"Es kann doch nicht sein, dass wir hinter Positionen zurückfallen, die wir vor 20 Jahren schon beschlossen haben", kommentiert Petra Bayr, SPÖ-Bereichsprecherin für Globale Entwicklung, die Ereignisse auf der 56. CSW, der Frauenstatuskommission der Vereinten Nationen. Bei der CSW wird jedes Jahr zu einem anderen Schwerpunkt ein gemeinsames Positionspapier (agreed conclusions) verabschiedet. Dieses Jahr standen die Rechte, die Lebensrealität und die Herausforderungen von Frauen auf dem Land im Mittelpunkt der Debatte. ****
Die Verhandlungen sind dem Vernehmen nach an Positionen zu reproduktiver Gesundheit und Familienplanung gescheitert. "Was wir auf einer immer kleiner werdenden Welt brauchen, ist Fortschritt. Engstirnige Wertehaltungen ohne wissenschaftliche und rationale Grundlage dürfen internationale Verhandlungen nicht blockieren", kommentiert Bayr die Positionen der blockierenden Staaten. "Ich akzeptiere religiöse Freiheit und erkenne kulturelle Vielfalt voll an und schätze sie. Aber wir können nicht hinnehmen, dass religiöse, kulturelle und so genannte moralische Argumente einzelne Staaten daran hindern, Verpflichtungen einzugehen, die die Rechte der Frauen und deren Leben schützen", führt Bayr aus.

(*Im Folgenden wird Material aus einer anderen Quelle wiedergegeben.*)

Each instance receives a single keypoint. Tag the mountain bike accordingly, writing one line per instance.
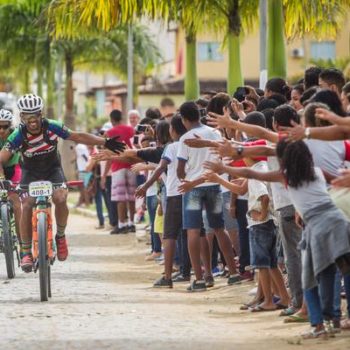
(8, 237)
(43, 246)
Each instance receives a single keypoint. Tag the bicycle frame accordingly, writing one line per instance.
(42, 206)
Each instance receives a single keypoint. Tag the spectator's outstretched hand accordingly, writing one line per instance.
(294, 133)
(115, 146)
(219, 121)
(224, 149)
(198, 142)
(185, 186)
(103, 155)
(343, 180)
(216, 167)
(141, 192)
(209, 176)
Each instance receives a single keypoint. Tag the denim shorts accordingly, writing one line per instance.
(229, 221)
(262, 242)
(193, 202)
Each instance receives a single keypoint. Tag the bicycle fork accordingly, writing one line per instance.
(35, 239)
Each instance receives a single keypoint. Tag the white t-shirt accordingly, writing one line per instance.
(195, 157)
(257, 189)
(172, 181)
(83, 155)
(328, 155)
(153, 189)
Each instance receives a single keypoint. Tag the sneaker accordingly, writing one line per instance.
(313, 333)
(132, 228)
(27, 263)
(234, 279)
(329, 327)
(62, 248)
(197, 286)
(118, 231)
(216, 271)
(180, 278)
(246, 276)
(163, 283)
(209, 281)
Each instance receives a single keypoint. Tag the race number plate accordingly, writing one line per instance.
(40, 189)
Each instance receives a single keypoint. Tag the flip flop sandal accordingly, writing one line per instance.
(296, 319)
(258, 308)
(345, 324)
(313, 334)
(288, 312)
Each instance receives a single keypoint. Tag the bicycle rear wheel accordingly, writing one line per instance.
(43, 257)
(7, 239)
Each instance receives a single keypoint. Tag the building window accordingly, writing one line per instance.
(209, 51)
(323, 50)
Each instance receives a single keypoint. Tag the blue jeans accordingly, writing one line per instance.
(194, 201)
(152, 202)
(337, 297)
(111, 205)
(185, 262)
(320, 299)
(347, 291)
(241, 214)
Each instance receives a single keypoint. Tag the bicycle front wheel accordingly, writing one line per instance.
(43, 257)
(7, 239)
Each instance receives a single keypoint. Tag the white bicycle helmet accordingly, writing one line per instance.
(30, 103)
(6, 116)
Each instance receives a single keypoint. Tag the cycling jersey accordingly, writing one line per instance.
(39, 152)
(13, 160)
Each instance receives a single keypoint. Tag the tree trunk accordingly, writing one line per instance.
(276, 51)
(234, 74)
(67, 148)
(234, 77)
(69, 118)
(191, 78)
(50, 85)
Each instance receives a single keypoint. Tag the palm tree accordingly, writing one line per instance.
(322, 18)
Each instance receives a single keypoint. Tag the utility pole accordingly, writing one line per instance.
(130, 69)
(263, 42)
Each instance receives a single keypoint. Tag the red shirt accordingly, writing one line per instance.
(240, 162)
(125, 133)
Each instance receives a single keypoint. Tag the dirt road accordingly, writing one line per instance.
(102, 299)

Selbstbestimmte Sexualität und Familienplanung sowie das Recht frei über den eigenen Körper zu bestimmen darf im 21. Jahrhundert keiner Frau mehr verwehrt bleiben. "Gerade erst diese Woche hat sich ein 16-jähriges Mädchen in Marokko das Leben genommen, nachdem sie auf Anordnung eines Gerichts mit ihrem Vergewaltiger zwangsverheiratet wurde. Das darf im 21. Jahrhundert nicht mehr denkbar sein", erzürnt sich Bayr über die Missachtung der Frauenrechte in manchen Ländern der Welt.
Die EU bedauert in einem Statement zum Scheitern der Verhandlungen, dass einige Staaten international längst abgestimmte Positionen nicht mehr respektieren. Die Ächtung von schädlichen Traditionen, wie zu frühe und erzwungene Eheschließung und weibliche Genitalverstümmelung war international akzeptiert. Genauso wurde Sexualerziehung und reproduktive Gesundheit für alle Frauen und Mädchen anerkannt.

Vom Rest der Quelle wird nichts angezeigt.